In the days after the NATO-backed government collapsed in August 2021, more than 120,000 people, mostly Afghans, were airlifted from Kabul in a chaotic evacuation.
Hundreds of thousands more Afghans have fled Taliban rule since then, with many promised new lives in the nations involved in their country's 20-year occupation.
Pakistani foreign office spokeswoman Mumtaz Zahra Baloch said that three years after the Taliban takeover, there were still 25,000 Afghans approved for relocation to the US living in Pakistan.
A further 9,000 Afghans resident in Pakistan have been accepted by Australia, as have 6,000 by Canada, 3,000 by Germany and more than 1,000 by Britain -- all yet to be relocated.
"We have urged them to expedite the approval and visa issuance process for these countries, for these individuals, so that they are relocated as early as possible," Baloch told reporters at a weekly press briefing.

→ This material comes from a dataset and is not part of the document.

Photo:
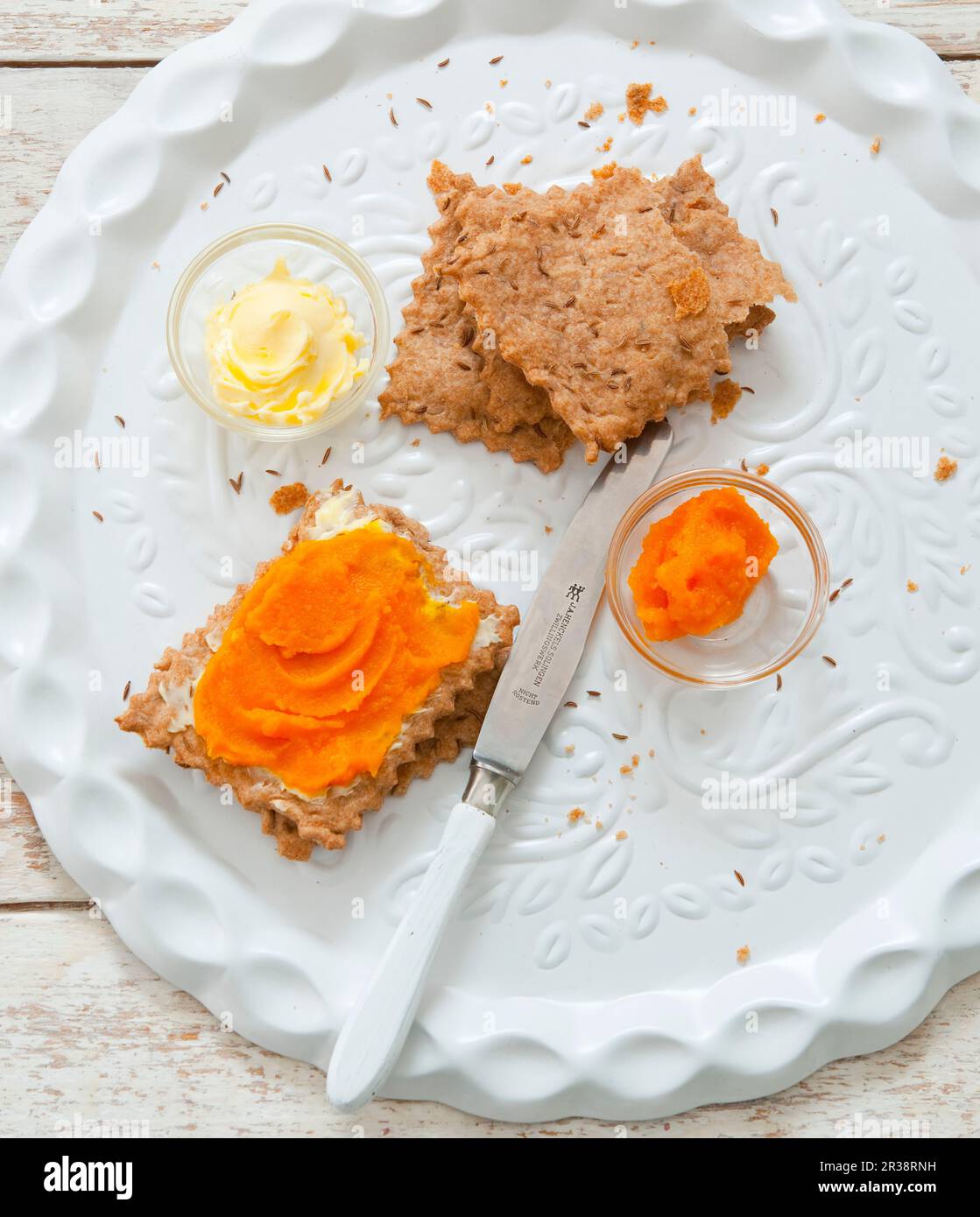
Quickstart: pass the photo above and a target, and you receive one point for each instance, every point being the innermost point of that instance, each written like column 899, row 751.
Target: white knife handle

Most countries shut their Afghan embassies as Kabul fell, and as a result, many parked Afghan migrants in Pakistan while their Islamabad embassies processed their cases.
Many of the Afghans promised relocation were involved in the foreign-backed government and are fearful of reprisals by Taliban authorities.
On Tuesday, Pakistani Prime Minister Shehbaz Sharif pressed UN High Commissioner for Refugees Filippo Grandi over the backlog of Afghans awaiting relocation, as well as the large numbers of refugees who have arrived with no plans for onward travel.
According to a statement released by his office, Sharif told Grandi that "the international community must recognise the burden being shouldered by Pakistan while hosting such a large refugee population, and demonstrate collective responsibility".
Some 600,000 Afghans have travelled to Pakistan since the Taliban took over and implemented their austere version of Islam.
Millions more came in the four decades before that, fleeing successive conflicts including the Soviet invasion, a civil war and the post-9/11 US-led occupation.
Since last year, however, Islamabad has waged a campaign to evict huge numbers of undocumented Afghans, as relations with Kabul soured over security.
More than half a million have crossed back into Afghanistan, fearing arrest.
On Wednesday, Islamabad said it would extend the right of registered Afghan refugees to stay for another year -- but continue its push to send those without papers back home.